Pitchforks Maggie Lange foung that the "album maps life's changes to sleek, vibrant R&B that's packed with 1980s soundtrack flourishes and big moments; it's the perfect frame for her extraordinary voice." Ryan B. Patrick from Exclaim! found that "with Scenery, [King] makes a statement [...] The 12-track project comes ever-so-close to its intended level of sublime, yet plays things on the safe side: pleasant, powerful, precise. It waves over listening with its earnestness — soothing the consciousness rather than expanding it.

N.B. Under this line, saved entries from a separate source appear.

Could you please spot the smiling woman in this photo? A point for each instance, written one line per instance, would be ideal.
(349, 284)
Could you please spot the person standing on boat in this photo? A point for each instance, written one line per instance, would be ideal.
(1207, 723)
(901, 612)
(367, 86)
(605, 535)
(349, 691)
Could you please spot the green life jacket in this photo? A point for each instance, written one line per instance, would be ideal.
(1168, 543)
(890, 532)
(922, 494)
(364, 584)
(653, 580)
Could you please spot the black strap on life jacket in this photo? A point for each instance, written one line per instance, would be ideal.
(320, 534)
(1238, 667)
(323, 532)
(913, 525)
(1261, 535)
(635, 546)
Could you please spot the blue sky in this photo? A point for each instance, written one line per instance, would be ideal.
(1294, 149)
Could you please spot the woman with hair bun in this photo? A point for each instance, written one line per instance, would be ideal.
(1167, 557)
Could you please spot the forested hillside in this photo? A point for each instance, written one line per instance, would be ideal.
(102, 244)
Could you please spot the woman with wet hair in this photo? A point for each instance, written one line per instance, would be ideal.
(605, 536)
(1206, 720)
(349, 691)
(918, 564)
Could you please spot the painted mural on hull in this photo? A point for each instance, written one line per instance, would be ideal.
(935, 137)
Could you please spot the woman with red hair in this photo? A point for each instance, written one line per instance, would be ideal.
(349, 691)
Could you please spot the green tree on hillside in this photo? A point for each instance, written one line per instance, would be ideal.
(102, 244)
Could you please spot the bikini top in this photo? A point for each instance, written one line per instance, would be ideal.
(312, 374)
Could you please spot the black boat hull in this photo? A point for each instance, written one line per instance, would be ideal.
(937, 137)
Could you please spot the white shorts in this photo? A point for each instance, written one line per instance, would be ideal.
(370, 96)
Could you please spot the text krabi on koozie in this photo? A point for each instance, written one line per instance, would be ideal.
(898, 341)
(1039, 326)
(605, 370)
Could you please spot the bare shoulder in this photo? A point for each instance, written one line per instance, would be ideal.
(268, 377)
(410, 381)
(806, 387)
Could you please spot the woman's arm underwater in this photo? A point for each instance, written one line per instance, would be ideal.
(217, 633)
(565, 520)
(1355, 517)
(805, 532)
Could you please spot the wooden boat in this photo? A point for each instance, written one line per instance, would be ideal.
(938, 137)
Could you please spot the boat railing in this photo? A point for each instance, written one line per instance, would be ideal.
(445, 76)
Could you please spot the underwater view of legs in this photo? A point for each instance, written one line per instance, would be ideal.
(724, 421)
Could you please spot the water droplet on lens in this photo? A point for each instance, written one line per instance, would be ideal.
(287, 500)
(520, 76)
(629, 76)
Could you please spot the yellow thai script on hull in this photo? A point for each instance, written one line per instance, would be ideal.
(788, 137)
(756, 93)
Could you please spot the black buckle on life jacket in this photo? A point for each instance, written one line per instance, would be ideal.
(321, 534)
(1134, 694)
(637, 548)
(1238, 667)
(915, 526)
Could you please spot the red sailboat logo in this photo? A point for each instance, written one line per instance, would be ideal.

It's a clear articulation of King's mastery and intent; Scenery is musically sound, entrancing and implores that you take a look." Chaka V. Grier noted that "with her sparkling 80s-R&B-evoking voice, King sounds like she emanates music rather than sings it [...] In a lesser writer's hands, love songs could convey hackneyed lyrics about desire and heartbreak, but not King. She adds magic to the mundane, cracking it open to reveal multifaceted nuances: longing, pleasure, resentment, jealousy and also self-love."

Professional ratings
Aggregate scores
| Source | Rating |
| Metacritic | 76/100 |
Review scores
| Source | Rating |
| AllMusic |  |
| Exclaim! | 7/10 |
| Now |  |
| Pitchfork | 7.7/10 |
| Pop Magazine | 4.5/5 |

===Accolades===

Accolades for Scenery
| Publication | List | Work | Ranking | Ref |
|---|---|---|---|---|
| Pop Magazine | Best Albums of 2019 | Scenery | 18 |  |

==Track listing==

Scenery track listing
| No. | Title | Length |
|---|---|---|
| 1. | "Remind Me" | 4:03 |
| 2. | "Teach You" | 4:07 |
| 3. | "Can't Hold Me" | 4:27 |
| 4. | "Look at Me Now" | 3:12 |
| 5. | "Caliche" | 3:53 |
| 6. | "Blue Light" | 3:47 |
| 7. | "Forgiveness" | 3:47 |
| 8. | "Running" | 3:47 |
| 9. | "Interlude (What Love Is)" | 1:43 |
| 10. | "Marigolds" | 3:02 |
| 11. | "2nd Guess" | 3:53 |
| 12. | "Go Back" | 4:14 |
| Total length: |  | 44:00 |

==Charts==

Chart performance for Scenery
| Chart (2019) | Peak position |
|---|---|
| US Top Current Album Sales (Billboard) | 86 |
| US Heatseekers Albums (Billboard) | 6 |
| US Independent Albums (Billboard) | 14 |

==Change of Scenery==

Change of Scenery is a remix EP by American singer-songwriter Emily King, featuring remixes of songs from her third studio album Scenery. It was released on October 11, 2019 by ATO Records.

===Track listing===

Change of Scenery track listing
| No. | Title | Length |
|---|---|---|
| 1. | "Forgiveness" (Wynne Bennett Remix) | 3:11 |
| 2. | "Can't Hold Me" (Machinedrum Remix) | 4:11 |
| 3. | "Blue Light" (Taylor McFerrin Remix) | 3:27 |
| 4. | "Go Back" (Wantigga Remix) | 3:32 |
| 5. | "Can't Hold Me" (King Britt Anthem Mix) | 5:38 |
| Total length: |  | 19:59 |

==In popular culture==
Can't Hold Me appears in the Steven Universe Future episode Bismuth Casual twice.

1. The song is heard playing on the car radio in the beginning of the episode as Steven, Connie, Pearl and Bismuth are heading to the roller rink.
2. The song is heard playing at the roller rink when Stevonnie is skating.

==Instrumental album==
Scenery (Instrumentals), An album of instrumental versions of all the album's tracks (excluding "Interlude (What Love Is)") was released on June 19, 2020.